Notion to Docusaurus Migration
This guide documents the process of migrating documentation from Notion export to Docusaurus, including the scripts used to automate structure organization, frontmatter addition, and syntax fixing.
Overview
The migration process involves 4 main steps:
- Export from Notion: Export pages as Markdown & CSV.
- Reorganize Structure: Map flat Notion export to Docusaurus folder hierarchy.
- Add Frontmatter: Inject Docusaurus metadata (ID, title, sidebar position).
- Fix MDX Syntax: Resolve compatibility issues (angle brackets, table formatting).
Step 1: Notion Export
Export your Notion workspace or page with the following settings:
- Export format: Markdown & CSV
- Include subpages: Yes
- Create folders for subpages: Yes
Step 2: Reorganize Structure
Use the reorganize_wpcli_structure.py script to move files into a clean hierarchy and create _category_.json files.

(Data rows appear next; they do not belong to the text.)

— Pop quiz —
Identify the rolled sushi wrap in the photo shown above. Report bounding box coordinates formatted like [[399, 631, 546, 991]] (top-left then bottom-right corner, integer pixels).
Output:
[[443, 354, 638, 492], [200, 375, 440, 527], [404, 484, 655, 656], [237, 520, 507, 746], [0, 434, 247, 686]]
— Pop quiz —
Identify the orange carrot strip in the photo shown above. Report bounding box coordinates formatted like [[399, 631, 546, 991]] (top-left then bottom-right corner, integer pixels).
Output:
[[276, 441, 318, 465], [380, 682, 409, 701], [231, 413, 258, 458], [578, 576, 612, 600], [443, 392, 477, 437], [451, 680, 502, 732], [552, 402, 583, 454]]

Script: reorganize_wpcli_structure.py
This script defines a STRUCTURE list mapping folders to files and moves them accordingly.
#!/usr/bin/env python3
"""
Reorganize WP-CLI docs into hierarchical folder structure with _category_.json files
"""
import os
import json
import shutil
BASE_DIR = "/opt/docker-data/apps/docusaurus/site/docs/wordpress/wp-cli"
# Example Structure (truncated)
STRUCTURE = [
{
"folder": "01-introduction",
"label": "1. Introduction",
"position": 1,
"files": ["what-is-wp-cli.md", "installation-set-up.md"]
},
# ... other folders
]
def reorganize_docs():
for module in STRUCTURE:
folder_path = os.path.join(BASE_DIR, module["folder"])
os.makedirs(folder_path, exist_ok=True)
# Create _category_.json
category_data = {
"label": module["label"],
"position": module["position"],
"link": {"type": "generated-index"}
}
with open(os.path.join(folder_path, "_category_.json"), 'w') as f:
json.dump(category_data, f, indent=4)
# Move files...
Step 3: Add Frontmatter
Use add_wpcli_frontmatter.py to add necessary Docusaurus headers.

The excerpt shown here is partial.